As parents age, it can become harder for them to manage their own finances and accounts. Sometimes, the child needs to step in and help them with their financial needs, especially in cases where dementia or other cognitive impairments may be beginning to set in. Experts recommend the following tips if you find yourself in the position of needing to help manage your parents’ finances in addition to your own.
Find the Documents
The first thing to do when managing your parents’ finances is to find all of the important and necessary documents. Be sure to check all desk drawers, filing cabinets, and safety deposit boxes. You should look for all bank account and investment information, retirement accounts, insurance policies, and the titles and deeds to any significant property. You should also look for all medical records and expenses at this time, as it will most likely be a growing financial concern in the near future.
Check the Cash Flow
Check the receipts, bills, checking accounts, and savings to see whether the bills are being paid on time. Use this time to also check and see if your parents are spending money on things that they don’t need or are accidentally paying the same bill more than once. This can also help you check for any financial scams or abuse, such as fake telemarketers asking for money for a charity or someone taking money out of the accounts that should not be doing so.
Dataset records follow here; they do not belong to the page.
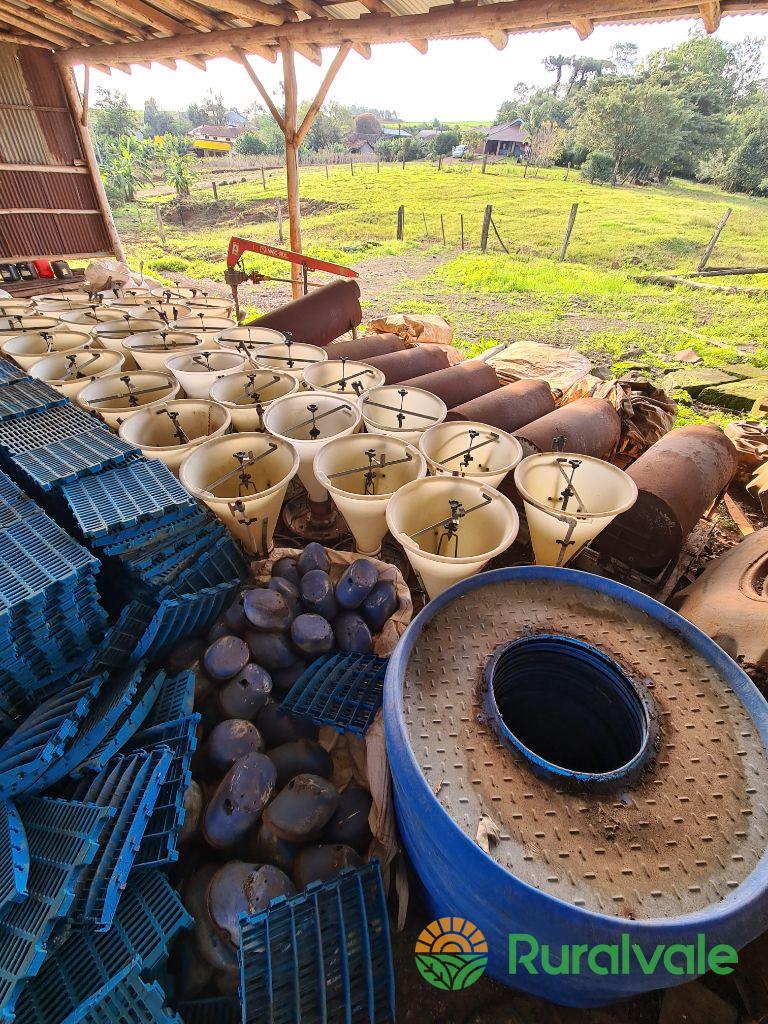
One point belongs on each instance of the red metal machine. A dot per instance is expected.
(237, 274)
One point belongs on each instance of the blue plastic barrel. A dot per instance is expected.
(462, 881)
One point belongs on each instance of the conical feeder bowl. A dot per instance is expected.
(249, 394)
(115, 398)
(243, 478)
(342, 377)
(291, 357)
(472, 450)
(153, 349)
(206, 327)
(569, 499)
(83, 321)
(10, 327)
(400, 412)
(361, 472)
(451, 527)
(197, 372)
(171, 430)
(70, 372)
(253, 337)
(27, 349)
(164, 312)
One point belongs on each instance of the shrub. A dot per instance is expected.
(598, 167)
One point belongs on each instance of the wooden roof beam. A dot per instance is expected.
(583, 27)
(440, 23)
(711, 15)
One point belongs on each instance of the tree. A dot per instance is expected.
(640, 125)
(112, 117)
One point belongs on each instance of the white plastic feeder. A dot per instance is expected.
(70, 372)
(569, 499)
(291, 357)
(360, 473)
(27, 349)
(173, 429)
(342, 377)
(249, 393)
(451, 527)
(308, 420)
(473, 450)
(205, 326)
(117, 397)
(243, 478)
(83, 321)
(400, 412)
(152, 349)
(198, 371)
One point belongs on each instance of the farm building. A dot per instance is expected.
(508, 139)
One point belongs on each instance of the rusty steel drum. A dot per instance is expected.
(318, 317)
(508, 408)
(363, 348)
(460, 383)
(678, 479)
(589, 426)
(398, 367)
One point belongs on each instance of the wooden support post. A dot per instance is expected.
(292, 161)
(485, 227)
(161, 225)
(76, 109)
(714, 240)
(568, 229)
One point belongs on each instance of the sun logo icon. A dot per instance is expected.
(452, 953)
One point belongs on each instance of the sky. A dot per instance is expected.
(459, 80)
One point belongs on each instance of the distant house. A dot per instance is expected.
(508, 139)
(213, 139)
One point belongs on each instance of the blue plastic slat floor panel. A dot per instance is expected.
(323, 956)
(62, 838)
(131, 784)
(341, 690)
(124, 497)
(28, 396)
(44, 735)
(150, 916)
(14, 856)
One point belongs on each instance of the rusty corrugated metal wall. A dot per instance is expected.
(48, 204)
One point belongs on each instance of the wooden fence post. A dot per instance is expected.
(714, 240)
(485, 227)
(568, 229)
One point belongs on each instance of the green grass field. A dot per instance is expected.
(591, 301)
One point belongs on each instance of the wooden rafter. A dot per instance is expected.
(440, 23)
(710, 15)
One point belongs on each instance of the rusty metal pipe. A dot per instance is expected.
(367, 346)
(460, 383)
(678, 479)
(508, 408)
(398, 367)
(589, 426)
(321, 316)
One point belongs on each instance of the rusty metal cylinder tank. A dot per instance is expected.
(367, 346)
(460, 383)
(398, 367)
(589, 426)
(321, 316)
(678, 479)
(508, 408)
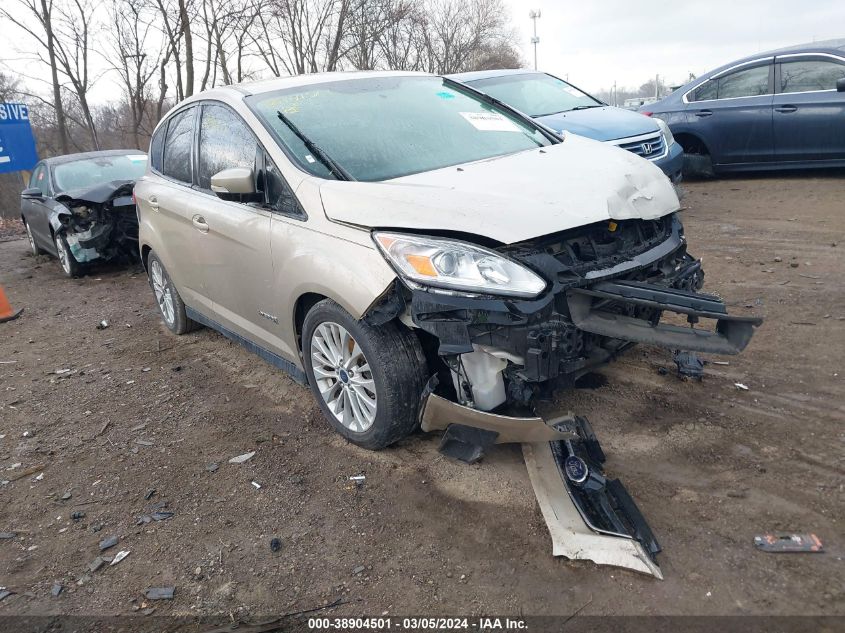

Find ways to streamline the financial process for your parents. Consider automatic bill pay or electronic billing to cut down on the amount of paper and mail. Also look into cutting up credit cards and canceling other means of spending that your parents do not normally use. This includes cutting down on expensive television, phone, or internet bills as well.
Split the Responsibilities
This process is not something that you need to go through alone, so consider splitting the responsibilities amongst your siblings or other loved ones that are willing to help out. Typically, assigning one person to the day-to-day finances and another to long-term planning tends to work the best when divvying up responsibilities. If you do not trust your family with this role, consider using a financial advisor.
Sign a Durable Power of Attorney
Finally, have your parents sign a durable power of attorney that grants you financial and legal decision making authority in the case that your parents are no longer able to make those decisions on their own due to incapacity. An estate planning or elder law attorney can easily draft a durable power of attorney document that can spring into effect if needed.
It is important to sign this document before any dementia or cognitive impairment sets in, otherwise the power of attorney could be challenged and thrown out in court. You can also get a separate power of attorney with the banking institutions where your parents keep their finances that is specifically for their accounts to streamline the process later on.